Last year, Barr asked Facebook to postpone its encryption plans and create a way for law enforcement to access illegal content. In response, Facebook executives wrote, "It is simply impossible to create such a backdoor for one purpose and not expect others to try and open it."
In response to the Lawful Access to Encrypted Data Act, a Facebook spokesperson said: "End-to-end encryption is a necessity in modern life — it protects billions of messages sent every day on many apps and services, especially in times like these when we can't be together. Rolling back this vital protection will make us all less safe, not more. We are committed to continuing to work with law enforcement and fighting abuse while preserving the ability for all Americans to communicate privately and securely."
The Information Technology Industry Council, a trade group that counts Facebook and Apple among its members, also opposed attempts to provide a backdoor to encryption.
"Encryption is critical to protecting privacy and security, and these government access mandates would critically weaken online safety," ITI President and CEO Jason Oxman said. "Government decrees to weaken encryption will compromise consumers' security and trust and could expose their medical, work, and personal information to foreign governments or criminal actors. Legislation to weaken security also runs counter to concerns lawmakers have raised about the need for companies to protect user data from hackers and other threats online, including in the lead up to the 2020 election. The tech sector works today with law enforcement under appropriate legal process, and will continue to do so while also protecting the security and privacy of our users."
Law enforcement officials have argued it's gotten harder to access encrypted content. At a December hearing in front of the Senate Judiciary Committee, Manhattan District Attorney Cyrus Vance testified that breaking into encrypted devices has been harder to do since Apple released its iOS 8 in 2014 with greater security features.

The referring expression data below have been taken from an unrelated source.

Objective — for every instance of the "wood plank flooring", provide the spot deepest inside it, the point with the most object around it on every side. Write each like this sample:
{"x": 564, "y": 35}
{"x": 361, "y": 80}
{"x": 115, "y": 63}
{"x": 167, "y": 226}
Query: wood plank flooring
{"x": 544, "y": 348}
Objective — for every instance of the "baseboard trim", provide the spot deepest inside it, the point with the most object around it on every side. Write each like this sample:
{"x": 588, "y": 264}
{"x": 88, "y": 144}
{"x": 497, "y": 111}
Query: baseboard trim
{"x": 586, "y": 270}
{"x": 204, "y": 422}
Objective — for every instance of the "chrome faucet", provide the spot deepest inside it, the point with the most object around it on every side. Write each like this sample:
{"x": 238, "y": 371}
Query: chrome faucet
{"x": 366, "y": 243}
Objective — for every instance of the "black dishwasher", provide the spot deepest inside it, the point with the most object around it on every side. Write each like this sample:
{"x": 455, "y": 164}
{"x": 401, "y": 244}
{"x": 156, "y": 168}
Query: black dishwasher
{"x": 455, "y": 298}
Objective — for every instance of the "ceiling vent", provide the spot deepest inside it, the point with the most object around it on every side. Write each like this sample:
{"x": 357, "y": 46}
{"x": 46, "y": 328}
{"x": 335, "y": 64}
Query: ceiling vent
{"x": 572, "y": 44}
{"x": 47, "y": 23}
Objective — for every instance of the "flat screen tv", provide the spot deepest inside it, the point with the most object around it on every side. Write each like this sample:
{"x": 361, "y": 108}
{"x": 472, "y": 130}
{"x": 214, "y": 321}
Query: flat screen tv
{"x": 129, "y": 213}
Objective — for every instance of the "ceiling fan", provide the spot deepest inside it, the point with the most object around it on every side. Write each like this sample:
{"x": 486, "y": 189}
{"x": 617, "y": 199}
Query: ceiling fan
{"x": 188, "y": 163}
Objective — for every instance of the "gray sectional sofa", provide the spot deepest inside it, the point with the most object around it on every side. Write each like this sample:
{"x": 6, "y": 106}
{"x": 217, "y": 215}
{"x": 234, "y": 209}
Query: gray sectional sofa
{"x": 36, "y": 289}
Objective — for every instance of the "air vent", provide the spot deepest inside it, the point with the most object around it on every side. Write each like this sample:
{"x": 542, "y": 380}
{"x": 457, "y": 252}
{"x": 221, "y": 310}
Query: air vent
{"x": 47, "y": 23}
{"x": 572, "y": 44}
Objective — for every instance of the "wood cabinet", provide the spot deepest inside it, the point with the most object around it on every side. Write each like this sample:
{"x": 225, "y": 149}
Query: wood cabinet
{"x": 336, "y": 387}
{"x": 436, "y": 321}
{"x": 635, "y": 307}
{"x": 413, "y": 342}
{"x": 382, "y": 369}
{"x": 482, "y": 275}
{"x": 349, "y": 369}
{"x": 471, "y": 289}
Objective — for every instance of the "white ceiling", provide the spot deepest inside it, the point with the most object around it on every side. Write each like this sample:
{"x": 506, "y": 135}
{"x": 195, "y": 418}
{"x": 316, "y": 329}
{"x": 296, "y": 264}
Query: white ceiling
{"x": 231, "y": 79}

Still, in many cases, law enforcement agencies have been able to break encryption technology on their own or with the help of third parties. That was the case in 2015 with the San Bernardino shooter's phone, for example. Vance testified last year that his office is able to unlock about half of the Apple devices it obtains in criminal investigations with the help of third-party vendors but said that work could be "cost-prohibitive."
The bill would install new incentives for tech companies to come up with innovative ways to provide "lawful access" to encrypted devices and services. It would direct the attorney general to create a prize competition for lawful access solutions that operate in encrypted environments while maximizing privacy and security. It would also fund a grant program at the DOJ to train law enforcement on digital evidence and set up a call center to assist during investigations.
The new bill fulfills a promise Graham made to Apple and Facebook representatives at the 2019 hearing.
"You're going to find a way to do this or we're going to do this for you," he said at the time.
Graham has also introduced the "EARN IT Act" with Sen. Richard Blumenthal, D-Conn., which tech advocates have criticized as a thinly veiled way to undermine encryption, an argument the senators have disputed. The bill aims to revise Section 230 of the Communications Decency Act, which shields online platforms from liability for their users' posts. Rather than grant a blanket protection, the bill would require companies to "earn it" by certifying compliance with a set of best practices for detecting and reporting child sexual exploitation materials. The bill is scheduled for a committee meeting Thursday.